The hearing comes at a very heated moment, as the EU is holding off on approving the disbursement of billions of euros of EU pandemic recovery funds to Hungary and Poland over serious rule of law concerns. Last Thursday, Poland’s Constitutional Tribunal, currently dominated by judges that are sympathetic to the governing Law and Justice party, including some former party members, delivered an unprecedented ruling rejecting the principle of primacy of EU law – a cornerstone of the EU legal order –over national constitutional rules. The judgment, prompted by a government claim, is meant to further fuel Poland’s legal and political battle against decisions taken by the EU Commission and backed by the EU Court of Justice. Poland has so far refused to abide by these decisions, which condemn and seek to sanction the government over its controversial judicial reforms. In the meantime, new concerns over the misuse of EU funds by the Hungarian government emerged from a recent fact-finding mission conducted by a group of MEPs.

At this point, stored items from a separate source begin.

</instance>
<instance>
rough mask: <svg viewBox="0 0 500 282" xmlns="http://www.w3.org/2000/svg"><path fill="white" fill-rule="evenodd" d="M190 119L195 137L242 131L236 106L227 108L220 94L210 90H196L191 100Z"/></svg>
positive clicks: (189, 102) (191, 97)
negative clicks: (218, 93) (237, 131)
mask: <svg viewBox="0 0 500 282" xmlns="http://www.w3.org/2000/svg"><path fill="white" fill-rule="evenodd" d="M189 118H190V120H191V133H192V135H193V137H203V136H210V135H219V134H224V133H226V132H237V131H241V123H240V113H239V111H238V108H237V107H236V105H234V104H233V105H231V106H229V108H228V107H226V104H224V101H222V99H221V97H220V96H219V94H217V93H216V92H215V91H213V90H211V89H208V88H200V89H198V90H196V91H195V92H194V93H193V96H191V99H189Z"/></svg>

The Polish Constitutional Tribunal defiance of the principle of primacy of EU law over the government’s capture of the country’s judiciary shows that the rule of law crisis in Poland is now irreversible. The judicial system is being patently used to bend the constitution and baffle Poland’s international commitments to serve the government’s political aims. New allegations by MEPs over Hungary’s misuse of EU funds add to longstanding concerns triggered by the government’s attempts to dismantle checks and balances and cement its grip on power. These are serious threats to the Union’s political, legal and economic stability, and, even more importantly, to the fundamental freedoms and well-being of its citizens. It shows the urgency for the EU to restate its authority and credibility and be able to take concrete measures that can effectively ward off authoritarian governments from undermining the liberties it fought so hard to achieve.

This is the message we need to get from this hearing.